Testing whether antimatter obeys the same physical laws as matter — CPT invariance — requires measuring antimatter with extreme precision. The most precise tests compare the charge-to-mass ratio and magnetic moment of the proton and antiproton. The measurements are performed in Penning traps, where a single particle is suspended in a combination of electric and magnetic fields and its oscillation frequencies are measured. The precision scales with how cold the particle is: colder means smaller oscillation amplitudes, which mean less sensitivity to trap imperfections.
The problem is that antiprotons can't be laser cooled. Laser cooling requires cycling transitions — the atom absorbs a photon, emits a photon, and the net momentum transfer slows it down. Antiprotons have no accessible cycling transitions. They must be cooled sympathetically: couple the antiproton to an ion that can be laser cooled, and let the cold ion absorb the antiproton's energy through their mutual Coulomb interaction.
Poljakov, Schaper, Coenders, and collaborators (arXiv 2602.22826, February 2026) solve a practical obstacle in this sympathetic cooling scheme. The antiproton and the coolant ion are trapped in separate potential wells within the same Penning trap. Energy transfers between them through the Coulomb interaction when their oscillation frequencies match — a resonance condition. But trap imperfections — anharmonicities in the electric potential — make the oscillation frequency depend on the amplitude of motion. A hot antiproton oscillates with large amplitude and shifts off resonance. The cooling stalls because the particle it's trying to cool is too hot to stay coupled.
The solution is a frequency sweep. Instead of holding the wells at fixed frequencies and hoping the resonance condition is met, the authors sweep the coolant ion's frequency through a range that covers the antiproton's amplitude-dependent frequency. As the sweep passes through resonance, energy transfers. The antiproton cools slightly, its frequency shifts, and the next sweep pass catches it at its new frequency. Each sweep removes energy. After enough sweeps, the antiproton reaches the motional quantum ground state — the lowest energy state allowed by quantum mechanics.

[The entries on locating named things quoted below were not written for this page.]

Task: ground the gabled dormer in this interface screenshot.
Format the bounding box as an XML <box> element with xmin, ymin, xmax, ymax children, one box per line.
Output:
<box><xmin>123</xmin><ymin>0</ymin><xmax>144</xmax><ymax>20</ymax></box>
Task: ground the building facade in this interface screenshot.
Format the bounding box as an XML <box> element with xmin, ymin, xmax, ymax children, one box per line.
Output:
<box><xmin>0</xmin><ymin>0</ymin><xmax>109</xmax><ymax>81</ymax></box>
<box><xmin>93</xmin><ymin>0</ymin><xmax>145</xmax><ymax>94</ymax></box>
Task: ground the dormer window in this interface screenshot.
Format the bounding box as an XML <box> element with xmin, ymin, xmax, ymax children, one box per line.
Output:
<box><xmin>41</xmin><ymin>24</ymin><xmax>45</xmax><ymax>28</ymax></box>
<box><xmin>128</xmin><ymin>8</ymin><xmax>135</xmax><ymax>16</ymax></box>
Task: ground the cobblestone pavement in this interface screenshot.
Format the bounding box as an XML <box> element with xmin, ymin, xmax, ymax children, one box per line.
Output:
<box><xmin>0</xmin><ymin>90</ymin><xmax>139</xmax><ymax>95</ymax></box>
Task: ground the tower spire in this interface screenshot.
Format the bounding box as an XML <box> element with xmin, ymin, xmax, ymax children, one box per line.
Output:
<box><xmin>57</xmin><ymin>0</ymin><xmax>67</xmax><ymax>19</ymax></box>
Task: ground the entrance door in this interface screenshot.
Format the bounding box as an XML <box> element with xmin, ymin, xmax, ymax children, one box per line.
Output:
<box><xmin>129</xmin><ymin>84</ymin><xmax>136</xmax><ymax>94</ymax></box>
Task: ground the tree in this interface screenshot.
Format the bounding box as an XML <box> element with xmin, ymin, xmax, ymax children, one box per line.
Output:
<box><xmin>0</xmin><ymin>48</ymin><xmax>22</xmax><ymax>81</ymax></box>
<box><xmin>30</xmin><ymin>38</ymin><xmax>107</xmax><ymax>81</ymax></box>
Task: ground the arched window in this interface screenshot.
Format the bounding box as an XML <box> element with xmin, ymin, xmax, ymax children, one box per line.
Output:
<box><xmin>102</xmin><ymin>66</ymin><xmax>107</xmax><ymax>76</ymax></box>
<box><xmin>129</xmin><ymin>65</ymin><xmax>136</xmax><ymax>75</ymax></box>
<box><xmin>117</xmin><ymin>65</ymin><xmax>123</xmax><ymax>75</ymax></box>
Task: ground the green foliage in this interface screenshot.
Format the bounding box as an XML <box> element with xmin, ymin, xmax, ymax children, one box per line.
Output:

The simulations demonstrate that this approach works from the initial temperatures of cryogenic Penning traps (a few kelvin) all the way to the quantum regime (millikelvin or below). The sweep rate must be tuned: too fast and the resonance crossing is non-adiabatic, transferring no energy; too slow and the cooling takes impractically long. The optimum balances the two constraints.
The method is general: any laser-inaccessible particle that can be trapped in a Penning trap alongside a laser-coolable ion can be cooled this way. The sweep compensates for the anharmonicity that would otherwise prevent resonant energy transfer. The cooling protocol doesn't require a perfect trap. It just requires sweeping through the imperfection.